The US Food and Drug Administration has approved remibrutinib (Rhapsido; Novartis), marking a significant milestone as the first oral Bruton's tyrosine kinase inhibitor (BTKi) approved for chronic spontaneous urticaria (CSU). The approval provides adult patients who remain symptomatic despite H1-antihistamine therapy with a novel oral treatment option that requires no laboratory monitoring.
Novel Mechanism Targets Immune Pathway
Remibrutinib operates as a highly selective inhibitor of BTK, a signaling protein critical in immune cell activation. In CSU, BTK activation contributes to the release of histamine and other inflammatory mediators from mast cells and basophils. By blocking BTK activity, remibrutinib aims to reduce this inflammatory cascade and mitigate symptoms.
"Remibrutinib represents a new way of treating CSU. By blocking the activity of BTK, remibrutinib stops a key pathway of the immune response in CSU," said Mark Lebwohl, MD, Dean for Clinical Therapeutics at the Icahn School of Medicine at Mount Sinai and member of the steering committee for the remibrutinib REMIX Phase III clinical trial program.
Emerging data presented at the European Academy of Dermatology and Venereology Congress 2025 suggest BTK inhibition may influence autoimmune mechanisms underlying type IIb autoimmune CSU. Investigators reported that remibrutinib reduced serum levels of autoantibodies against FcεRI and thyroid antigens, particularly in patients with positive Chronic Urticaria Index tests, though whether such changes alter long-term disease course remains under investigation.
Phase 3 Trial Results Support Efficacy
The FDA approval is supported by the phase 3 REMIX-1 (NCT05030311) and REMIX-2 (NCT05032157) trials, which enrolled patients with CSU who remained symptomatic despite antihistamines.

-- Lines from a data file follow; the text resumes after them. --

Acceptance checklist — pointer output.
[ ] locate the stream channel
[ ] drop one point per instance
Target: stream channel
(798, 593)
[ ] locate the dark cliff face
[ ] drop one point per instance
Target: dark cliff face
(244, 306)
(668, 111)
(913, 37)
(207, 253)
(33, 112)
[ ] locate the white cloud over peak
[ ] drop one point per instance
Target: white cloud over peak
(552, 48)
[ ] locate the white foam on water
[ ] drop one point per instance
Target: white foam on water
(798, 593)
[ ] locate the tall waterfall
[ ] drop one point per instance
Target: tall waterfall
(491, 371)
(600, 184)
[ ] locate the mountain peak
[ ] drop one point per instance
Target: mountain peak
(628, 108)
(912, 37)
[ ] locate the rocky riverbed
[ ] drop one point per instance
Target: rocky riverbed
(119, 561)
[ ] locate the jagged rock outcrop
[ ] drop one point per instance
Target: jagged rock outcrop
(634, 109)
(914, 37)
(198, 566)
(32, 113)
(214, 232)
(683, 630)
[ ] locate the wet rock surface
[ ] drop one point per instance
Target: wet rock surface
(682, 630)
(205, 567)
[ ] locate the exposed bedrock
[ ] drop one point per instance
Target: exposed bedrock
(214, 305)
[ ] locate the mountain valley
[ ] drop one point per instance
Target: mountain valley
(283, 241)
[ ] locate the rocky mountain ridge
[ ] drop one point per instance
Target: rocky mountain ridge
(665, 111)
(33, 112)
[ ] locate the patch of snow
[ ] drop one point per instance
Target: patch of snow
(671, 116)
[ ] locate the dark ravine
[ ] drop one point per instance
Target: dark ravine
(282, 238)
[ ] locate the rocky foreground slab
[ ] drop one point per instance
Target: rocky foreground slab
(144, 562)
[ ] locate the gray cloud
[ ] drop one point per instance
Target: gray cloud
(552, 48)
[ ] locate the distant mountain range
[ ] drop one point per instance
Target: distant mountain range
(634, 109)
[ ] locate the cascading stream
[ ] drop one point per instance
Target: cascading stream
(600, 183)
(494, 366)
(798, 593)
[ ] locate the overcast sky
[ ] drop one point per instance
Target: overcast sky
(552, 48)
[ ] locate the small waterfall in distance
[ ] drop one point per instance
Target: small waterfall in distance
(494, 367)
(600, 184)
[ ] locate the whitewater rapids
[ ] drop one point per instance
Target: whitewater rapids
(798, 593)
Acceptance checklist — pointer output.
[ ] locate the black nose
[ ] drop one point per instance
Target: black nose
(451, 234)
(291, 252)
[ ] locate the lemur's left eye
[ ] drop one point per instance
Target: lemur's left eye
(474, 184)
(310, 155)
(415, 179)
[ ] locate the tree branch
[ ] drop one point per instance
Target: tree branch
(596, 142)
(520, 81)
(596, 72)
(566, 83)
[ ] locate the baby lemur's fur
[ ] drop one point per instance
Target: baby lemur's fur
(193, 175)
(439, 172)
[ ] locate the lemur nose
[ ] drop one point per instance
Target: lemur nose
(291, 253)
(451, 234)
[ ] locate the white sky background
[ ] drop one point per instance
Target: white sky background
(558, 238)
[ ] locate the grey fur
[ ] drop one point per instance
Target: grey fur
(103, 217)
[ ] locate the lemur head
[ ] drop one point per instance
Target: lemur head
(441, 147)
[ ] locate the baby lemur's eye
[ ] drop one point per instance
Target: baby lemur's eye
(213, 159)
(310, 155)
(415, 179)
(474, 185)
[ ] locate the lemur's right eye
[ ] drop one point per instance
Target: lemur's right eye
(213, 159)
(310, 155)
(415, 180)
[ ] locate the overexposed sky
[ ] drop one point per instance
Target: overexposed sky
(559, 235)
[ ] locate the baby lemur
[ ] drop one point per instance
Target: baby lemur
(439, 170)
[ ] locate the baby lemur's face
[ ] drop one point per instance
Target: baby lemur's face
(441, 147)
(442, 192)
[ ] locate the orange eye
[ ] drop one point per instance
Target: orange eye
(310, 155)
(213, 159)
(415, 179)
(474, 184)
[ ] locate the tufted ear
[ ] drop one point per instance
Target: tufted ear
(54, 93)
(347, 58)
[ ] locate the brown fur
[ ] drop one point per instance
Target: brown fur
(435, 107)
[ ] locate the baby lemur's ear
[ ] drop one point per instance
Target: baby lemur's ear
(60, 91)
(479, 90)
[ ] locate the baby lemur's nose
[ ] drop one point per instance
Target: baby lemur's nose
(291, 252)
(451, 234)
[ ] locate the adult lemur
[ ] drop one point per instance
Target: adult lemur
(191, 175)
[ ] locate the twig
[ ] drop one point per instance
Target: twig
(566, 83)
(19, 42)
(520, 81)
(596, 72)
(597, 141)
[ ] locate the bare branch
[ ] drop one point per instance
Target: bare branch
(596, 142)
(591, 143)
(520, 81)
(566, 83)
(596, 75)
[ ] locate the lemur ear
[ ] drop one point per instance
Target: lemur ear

Patients were randomized to receive remibrutinib 25 mg twice daily or placebo.
Key findings demonstrated significant improvement versus placebo in weekly itch score (ISS7), hives score (HSS7), and urticaria activity score (UAS7) at week 12. A higher proportion of patients on remibrutinib achieved well-controlled disease (UAS7 ≤6) as early as week 2, with approximately one-third of treated patients reporting complete absence of itch and hives by week 12. Improvements were sustained through longer-term treatment in open-label extensions.

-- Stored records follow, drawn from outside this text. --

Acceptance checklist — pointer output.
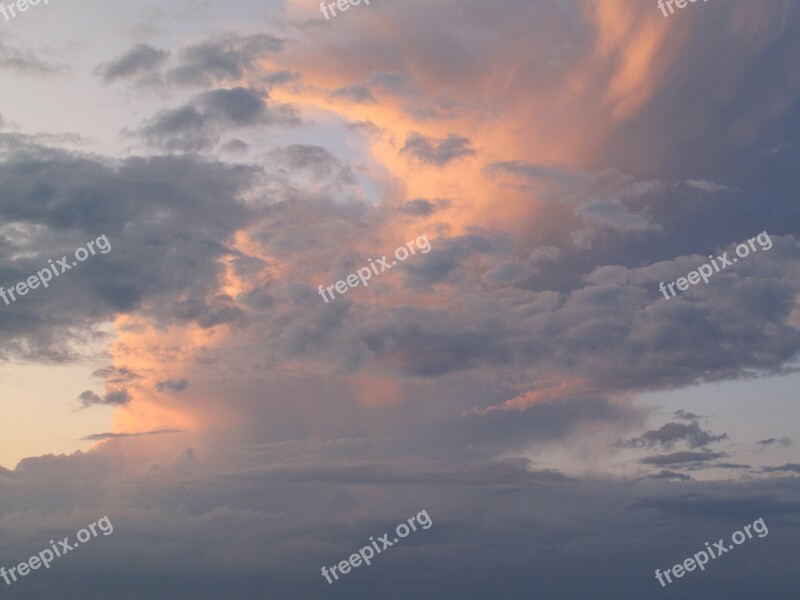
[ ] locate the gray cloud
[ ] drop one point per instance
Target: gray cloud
(25, 62)
(172, 385)
(420, 207)
(197, 126)
(787, 468)
(141, 59)
(669, 475)
(226, 58)
(784, 441)
(682, 458)
(111, 436)
(437, 152)
(671, 433)
(112, 398)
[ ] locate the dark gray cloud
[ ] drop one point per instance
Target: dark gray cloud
(686, 416)
(669, 475)
(670, 434)
(318, 161)
(64, 199)
(437, 151)
(172, 385)
(787, 468)
(25, 62)
(784, 441)
(226, 58)
(141, 59)
(111, 436)
(112, 398)
(117, 375)
(420, 207)
(198, 125)
(682, 458)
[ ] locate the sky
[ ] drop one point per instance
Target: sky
(570, 428)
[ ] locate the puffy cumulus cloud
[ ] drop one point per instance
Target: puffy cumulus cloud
(172, 385)
(269, 515)
(25, 61)
(528, 328)
(784, 441)
(141, 58)
(682, 458)
(671, 433)
(53, 201)
(225, 58)
(114, 398)
(198, 125)
(437, 152)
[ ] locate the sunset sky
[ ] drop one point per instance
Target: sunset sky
(568, 429)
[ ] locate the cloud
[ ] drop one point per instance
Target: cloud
(140, 59)
(197, 125)
(784, 441)
(670, 434)
(117, 375)
(706, 186)
(223, 59)
(437, 151)
(172, 385)
(612, 213)
(111, 436)
(686, 416)
(25, 62)
(669, 475)
(788, 468)
(112, 398)
(682, 458)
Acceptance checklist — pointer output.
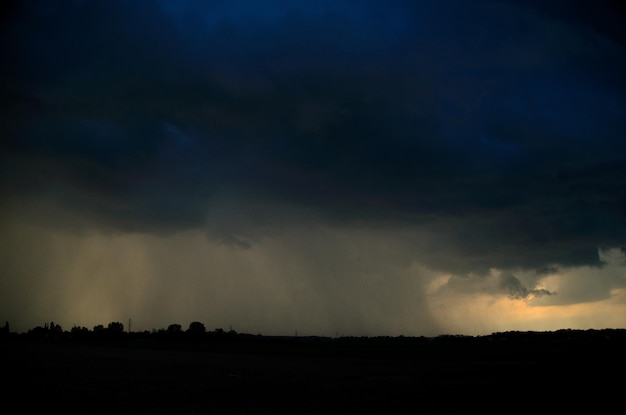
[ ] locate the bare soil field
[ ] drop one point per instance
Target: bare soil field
(97, 378)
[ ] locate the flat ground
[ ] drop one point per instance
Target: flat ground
(114, 379)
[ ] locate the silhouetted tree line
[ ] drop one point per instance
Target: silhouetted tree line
(517, 344)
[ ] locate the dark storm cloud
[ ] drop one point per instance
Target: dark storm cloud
(496, 128)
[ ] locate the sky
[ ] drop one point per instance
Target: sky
(334, 168)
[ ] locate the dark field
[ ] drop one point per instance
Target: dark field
(504, 374)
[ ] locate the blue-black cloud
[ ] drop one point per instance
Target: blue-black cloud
(500, 124)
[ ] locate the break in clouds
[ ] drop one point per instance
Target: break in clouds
(330, 167)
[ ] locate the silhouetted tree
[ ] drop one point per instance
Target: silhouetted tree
(196, 328)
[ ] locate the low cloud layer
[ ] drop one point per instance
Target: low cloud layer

The safety profile proved favorable, requiring no laboratory monitoring. The most common adverse events (≥3%) were nasopharyngitis, headache, bleeding, nausea, sore throat, and abdominal pain.

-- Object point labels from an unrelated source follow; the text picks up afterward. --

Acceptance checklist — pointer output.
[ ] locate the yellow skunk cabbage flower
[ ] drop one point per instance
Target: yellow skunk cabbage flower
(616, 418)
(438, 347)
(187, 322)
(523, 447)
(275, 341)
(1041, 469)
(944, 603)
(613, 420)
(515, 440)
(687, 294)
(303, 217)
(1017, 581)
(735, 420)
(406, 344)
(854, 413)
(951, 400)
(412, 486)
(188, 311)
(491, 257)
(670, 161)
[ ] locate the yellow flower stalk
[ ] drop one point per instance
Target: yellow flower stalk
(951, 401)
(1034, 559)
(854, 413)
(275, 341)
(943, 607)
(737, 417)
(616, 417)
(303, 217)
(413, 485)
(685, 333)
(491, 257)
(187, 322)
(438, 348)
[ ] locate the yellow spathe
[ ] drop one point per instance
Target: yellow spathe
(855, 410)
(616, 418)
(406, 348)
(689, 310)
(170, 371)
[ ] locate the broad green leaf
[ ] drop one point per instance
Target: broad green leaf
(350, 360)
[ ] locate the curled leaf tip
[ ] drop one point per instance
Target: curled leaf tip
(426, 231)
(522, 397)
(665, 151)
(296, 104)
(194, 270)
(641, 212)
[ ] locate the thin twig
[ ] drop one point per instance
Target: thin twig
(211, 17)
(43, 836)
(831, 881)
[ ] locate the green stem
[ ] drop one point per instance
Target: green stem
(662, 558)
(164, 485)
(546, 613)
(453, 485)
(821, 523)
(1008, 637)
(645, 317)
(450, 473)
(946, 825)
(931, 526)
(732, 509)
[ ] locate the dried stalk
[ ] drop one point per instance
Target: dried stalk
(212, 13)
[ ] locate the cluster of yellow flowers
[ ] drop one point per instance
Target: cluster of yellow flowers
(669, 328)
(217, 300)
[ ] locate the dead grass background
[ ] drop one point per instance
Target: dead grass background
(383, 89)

Addressing Significant Unmet Medical Need
CSU affects an estimated 1.7 million people in the United States and is characterized by recurrent hives, angioedema, or both for more than 6 weeks without identifiable triggers. The condition significantly impairs quality of life, affecting sleep, work productivity, and mental health. Diagnosis may be delayed for up to 24 months, and more than half of patients remain symptomatic despite high-dose antihistamines.
"The approval of remibrutinib is an important development in CSU care. It quickly reduces symptoms, offering patients control of the hives and itching that they experience on a daily basis," said Giselle Mosnaim, MD, MS, an allergist and immunologist from Endeavor Health, clinical associate professor at the University of Chicago Pritzker School of Medicine, and REMIX trial investigator. "This is significant because it expands beyond existing injectable treatments and gives patients an oral option that can easily be incorporated into their daily lives."
Injectable biologic therapies, including omalizumab, are available for refractory cases, but uptake remains limited, with fewer than 20% of eligible patients receiving them. Until now, no oral targeted therapies have been available for this population.
Clinical and Patient Impact
Healthcare professionals have emphasized the significance of having an oral, non-injectable option in this disease setting. Walter Liszewski, MD, assistant professor of dermatology and assistant professor of cancer epidemiology at Northwestern University, expressed enthusiasm about the approval's potential impact on the field of chronic urticaria management.
Patient advocacy groups also welcomed the development. According to Lynda Mitchell, CEO of the Allergy & Asthma Network, "Many CSU patients feel misunderstood and settle for treatments that don't fully meet their needs. We support new treatment options that empower patients to choose what works best for them. This convenient new oral therapy offers a promising new way to manage CSU and potentially improve daily life for those living with this challenging condition."
Broader Development Program
Remibrutinib's approval represents not only a new treatment option for CSU but also the first BTKi authorized for a non-oncologic, immune-mediated dermatologic condition. Novartis has completed regulatory submissions for remibrutinib across multiple countries, including the European Union, Japan, and China, with priority review granted in China.
The company is also investigating remibrutinib in ongoing clinical trials across various immune-related conditions, including chronic inducible urticaria, hidradenitis suppurativa, and food allergy, reflecting broader interest in BTK inhibition across immunology.
While long-term outcomes and potential disease-modifying effects remain to be clarified, the availability of remibrutinib offers a meaningful addition to the CSU treatment landscape, particularly for patients seeking oral therapies after inadequate response to antihistamines.